China sees new world order with oil benchmark backed by gold - mbgaxyz
https://asia.nikkei.com/Markets/Commodities/China-sees-new-world-order-with-oil-benchmark-backed-by-gold
======
drawkbox
A gold backed currency, rather than a fiat currency, gives control to a
physical resource. The ones who control the physical resource and mining
dictate the market. It is a very bad idea but probably good for the biggest
gold producers in the world, they happen to be China, Russia and Australia (US
is #4) [1].

A non-fiat currency is a single point of failure and since it is locked to a
physical resource, it will cause many economic downturns with no lever to
adjust.

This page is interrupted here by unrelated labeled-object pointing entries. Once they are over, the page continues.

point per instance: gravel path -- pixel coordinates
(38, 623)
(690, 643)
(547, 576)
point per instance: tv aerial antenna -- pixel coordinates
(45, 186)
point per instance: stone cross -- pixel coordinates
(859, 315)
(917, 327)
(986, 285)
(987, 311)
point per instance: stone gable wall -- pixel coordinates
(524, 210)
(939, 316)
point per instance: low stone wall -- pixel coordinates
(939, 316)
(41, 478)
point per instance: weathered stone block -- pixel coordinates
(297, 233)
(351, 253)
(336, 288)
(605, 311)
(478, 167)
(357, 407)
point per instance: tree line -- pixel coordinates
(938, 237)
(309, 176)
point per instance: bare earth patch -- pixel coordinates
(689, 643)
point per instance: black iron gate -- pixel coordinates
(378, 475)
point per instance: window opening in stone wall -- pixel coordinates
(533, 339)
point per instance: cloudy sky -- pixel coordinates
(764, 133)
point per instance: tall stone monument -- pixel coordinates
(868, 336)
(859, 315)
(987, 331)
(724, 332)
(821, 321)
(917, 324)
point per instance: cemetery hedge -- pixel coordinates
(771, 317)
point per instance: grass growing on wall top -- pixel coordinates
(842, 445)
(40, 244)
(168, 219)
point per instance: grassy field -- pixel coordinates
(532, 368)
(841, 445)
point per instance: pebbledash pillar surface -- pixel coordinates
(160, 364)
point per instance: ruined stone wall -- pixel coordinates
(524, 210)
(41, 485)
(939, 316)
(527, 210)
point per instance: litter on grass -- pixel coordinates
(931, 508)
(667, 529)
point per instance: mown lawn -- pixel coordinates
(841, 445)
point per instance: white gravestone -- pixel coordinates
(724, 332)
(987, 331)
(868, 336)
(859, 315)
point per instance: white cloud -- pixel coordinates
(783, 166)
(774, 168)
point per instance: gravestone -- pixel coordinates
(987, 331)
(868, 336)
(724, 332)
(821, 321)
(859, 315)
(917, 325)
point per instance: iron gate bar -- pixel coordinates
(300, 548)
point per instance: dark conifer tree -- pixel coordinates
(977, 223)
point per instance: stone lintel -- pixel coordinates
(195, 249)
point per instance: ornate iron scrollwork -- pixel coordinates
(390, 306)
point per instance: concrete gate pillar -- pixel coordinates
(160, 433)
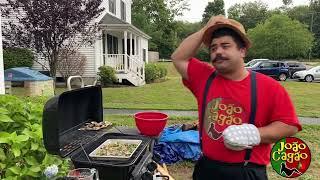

If a gold backed petro currency or oil is backed by gold, crypto
currencies will explode exponentially.

[1]
[https://en.wikipedia.org/wiki/List_of_countries_by_gold_prod...](https://en.wikipedia.org/wiki/List_of_countries_by_gold_production)

------
njarboe
"China's move will allow exporters such as Russia and Iran to circumvent U.S.
sanctions by trading in yuan. To further entice trade, China says the yuan
will be fully convertible into gold on exchanges in Shanghai and Hong Kong."

It is not clear if the gold conversion can be into physical gold and shipped
out of China. I would tend to doubt it, but would be a big deal if true.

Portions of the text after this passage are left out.